Question

A local club is arranging a charter flight to Hawaii. The cost of the trip is ​$586 each for 80 ​passengers, with a refund of​ $5 per passenger for each passenger in excess of 80.

(a) Find the number of passengers that will maximize the revenue received from the flight.
(b) Find the maximum revenue.

Answer 1

a) The number of passengers that will maximize the revenue received from the flight is 99.

b) The maximum revenue is $48,609.

Explanation:

We have to analyse two cases to build a piecewise function.

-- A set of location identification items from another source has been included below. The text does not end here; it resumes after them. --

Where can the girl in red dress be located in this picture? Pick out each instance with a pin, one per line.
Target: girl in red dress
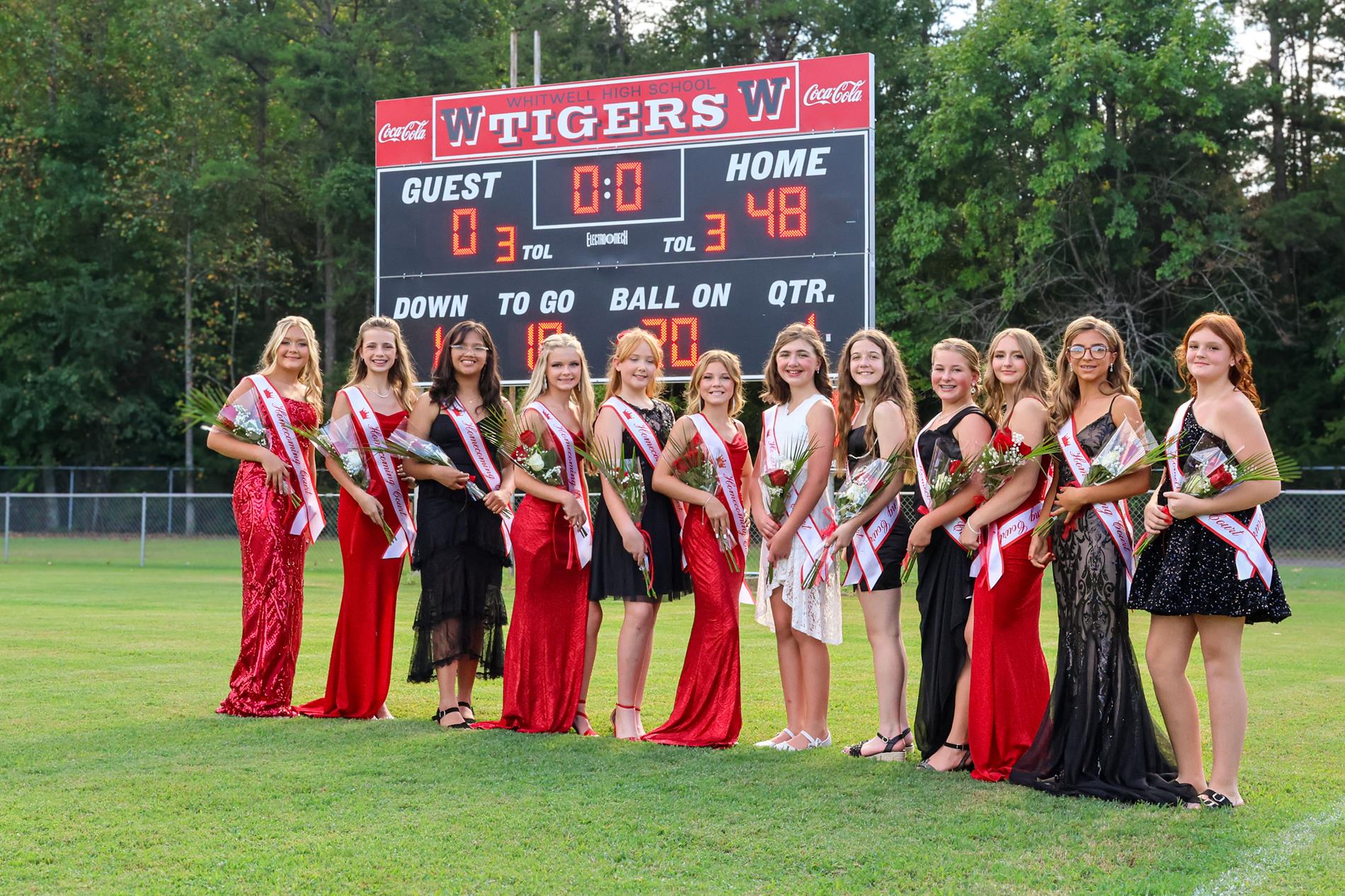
(709, 700)
(462, 545)
(378, 396)
(544, 655)
(275, 534)
(1010, 684)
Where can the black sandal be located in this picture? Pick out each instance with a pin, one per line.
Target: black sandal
(889, 752)
(963, 766)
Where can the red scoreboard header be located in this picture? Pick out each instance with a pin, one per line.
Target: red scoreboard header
(712, 207)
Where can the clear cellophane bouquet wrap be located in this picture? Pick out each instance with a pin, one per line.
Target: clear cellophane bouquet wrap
(1208, 471)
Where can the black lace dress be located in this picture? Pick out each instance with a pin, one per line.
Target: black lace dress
(614, 573)
(1097, 737)
(460, 556)
(1192, 570)
(943, 595)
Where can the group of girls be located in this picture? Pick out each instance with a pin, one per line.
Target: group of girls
(985, 700)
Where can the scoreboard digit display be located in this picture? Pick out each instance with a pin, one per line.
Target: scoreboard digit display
(712, 207)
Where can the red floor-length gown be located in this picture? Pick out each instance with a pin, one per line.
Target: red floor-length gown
(1010, 684)
(362, 648)
(708, 711)
(544, 653)
(263, 681)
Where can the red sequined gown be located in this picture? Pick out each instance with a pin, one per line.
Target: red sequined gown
(362, 648)
(263, 679)
(544, 653)
(708, 711)
(1010, 684)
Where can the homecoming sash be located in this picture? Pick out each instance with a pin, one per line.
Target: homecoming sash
(810, 534)
(956, 525)
(1247, 541)
(471, 436)
(367, 424)
(309, 515)
(1114, 515)
(581, 534)
(648, 444)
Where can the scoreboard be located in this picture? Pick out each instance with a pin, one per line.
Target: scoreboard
(712, 207)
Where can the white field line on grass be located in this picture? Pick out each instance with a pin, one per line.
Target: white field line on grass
(1261, 863)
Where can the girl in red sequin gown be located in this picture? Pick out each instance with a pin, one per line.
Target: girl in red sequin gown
(362, 648)
(544, 654)
(272, 558)
(709, 697)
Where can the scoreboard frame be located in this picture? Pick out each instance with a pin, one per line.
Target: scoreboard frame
(820, 105)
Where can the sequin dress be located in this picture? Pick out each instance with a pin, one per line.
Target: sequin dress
(1192, 570)
(263, 681)
(1097, 737)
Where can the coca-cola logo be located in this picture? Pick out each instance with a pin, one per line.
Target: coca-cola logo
(404, 134)
(844, 92)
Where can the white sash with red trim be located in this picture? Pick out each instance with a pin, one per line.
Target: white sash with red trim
(820, 522)
(482, 458)
(581, 536)
(647, 442)
(1114, 515)
(367, 424)
(1249, 541)
(956, 525)
(309, 515)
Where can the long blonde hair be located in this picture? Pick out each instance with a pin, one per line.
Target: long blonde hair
(775, 389)
(624, 348)
(895, 386)
(731, 364)
(1064, 394)
(311, 377)
(400, 376)
(581, 397)
(1036, 381)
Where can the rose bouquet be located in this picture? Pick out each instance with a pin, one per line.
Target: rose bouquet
(693, 466)
(338, 442)
(627, 479)
(778, 482)
(1210, 471)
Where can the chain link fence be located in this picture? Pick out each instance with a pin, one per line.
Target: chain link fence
(1305, 528)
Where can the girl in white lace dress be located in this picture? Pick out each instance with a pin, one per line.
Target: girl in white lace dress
(805, 621)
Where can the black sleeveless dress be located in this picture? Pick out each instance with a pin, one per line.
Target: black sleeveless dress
(612, 572)
(944, 599)
(1192, 570)
(893, 551)
(1097, 737)
(460, 556)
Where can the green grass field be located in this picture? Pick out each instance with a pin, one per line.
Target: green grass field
(118, 776)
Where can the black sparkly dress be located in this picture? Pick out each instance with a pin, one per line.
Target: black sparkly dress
(460, 557)
(943, 595)
(1192, 570)
(1097, 737)
(893, 551)
(612, 572)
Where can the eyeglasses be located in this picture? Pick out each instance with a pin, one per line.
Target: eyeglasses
(1097, 352)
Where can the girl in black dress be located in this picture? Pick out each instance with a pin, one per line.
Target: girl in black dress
(961, 430)
(635, 423)
(1192, 580)
(460, 546)
(1097, 737)
(876, 418)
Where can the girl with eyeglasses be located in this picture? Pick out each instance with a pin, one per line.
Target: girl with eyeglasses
(460, 548)
(1097, 737)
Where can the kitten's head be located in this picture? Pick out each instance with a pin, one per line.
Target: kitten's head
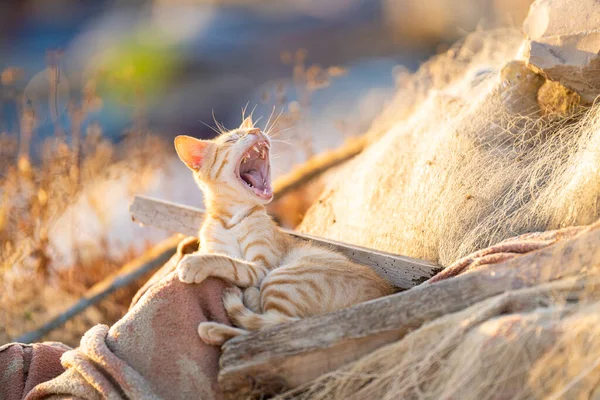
(236, 163)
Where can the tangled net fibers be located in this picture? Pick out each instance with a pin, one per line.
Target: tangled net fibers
(465, 157)
(475, 149)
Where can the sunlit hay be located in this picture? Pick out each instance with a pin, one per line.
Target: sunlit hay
(474, 163)
(535, 343)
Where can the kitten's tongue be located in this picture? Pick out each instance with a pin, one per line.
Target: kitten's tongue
(255, 178)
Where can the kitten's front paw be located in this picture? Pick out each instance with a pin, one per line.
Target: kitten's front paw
(191, 270)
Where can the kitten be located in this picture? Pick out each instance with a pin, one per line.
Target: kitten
(285, 279)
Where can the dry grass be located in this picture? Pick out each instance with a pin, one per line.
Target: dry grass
(34, 194)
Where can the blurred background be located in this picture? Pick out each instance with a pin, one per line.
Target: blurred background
(92, 93)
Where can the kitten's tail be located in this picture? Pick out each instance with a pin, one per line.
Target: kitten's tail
(247, 319)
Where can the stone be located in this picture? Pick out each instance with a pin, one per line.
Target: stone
(563, 42)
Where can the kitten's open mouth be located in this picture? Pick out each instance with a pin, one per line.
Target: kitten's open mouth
(254, 170)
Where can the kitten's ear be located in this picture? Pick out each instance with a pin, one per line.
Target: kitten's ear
(247, 124)
(191, 150)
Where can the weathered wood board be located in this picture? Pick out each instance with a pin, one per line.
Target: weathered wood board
(404, 272)
(289, 355)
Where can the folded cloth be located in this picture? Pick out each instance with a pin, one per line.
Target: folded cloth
(154, 351)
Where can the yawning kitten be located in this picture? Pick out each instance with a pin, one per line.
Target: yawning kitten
(284, 278)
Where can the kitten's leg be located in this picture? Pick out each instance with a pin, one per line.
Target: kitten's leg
(195, 268)
(216, 334)
(252, 299)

If there are 80 or less passengers, we have that:

The cost of the trip is $586 for each passenger. So

`R(n) = 586n`

If there are more than 80 passengers.

There is a refund of $5 per passenger for each passenger in excess of 80. So the cost for each passenger is

`R(n) = (586 - 5(n-80))n = -5n^(2) +400n + 586n = -5n^(2) + 986n`.

So we have the following piecewise function:

`R(n) = \left \{ {{586n}, n\leq 80 \atop {-5n^(2) + 986n}, n > 80} \right`

The maxium value of a quadratic function in the format of
`y(n) = an^(2) + bn + c` happens at:

`n_(v) = -(b)/(2a)`

The maximum value is:

`y(n_(v))`

So:

(a) Find the number of passengers that will maximize the revenue received from the flight.

We have to see if
`n_(v)` is higher than 80.

We have that, for
`n > 80`,
`R(n) = -5n^(2) + 986n`, so
`a = -5, b = 986`

The number of passengers that will maximize the revenue received from the flight is:

`n_(v) = -(b)/(2a) = -(986)/(2(-5)) = 98.6`

Rounding up, the number of passengers that will maximize the revenue received from the flight is 99.

(b) Find the maximum revenue.

This is
`R(99)`.

`R(n) = -5n^(2) + 986n`

`R(99) = -5*(99)^(2) + 986*(99) = 48609`

The maximum revenue is $48,609.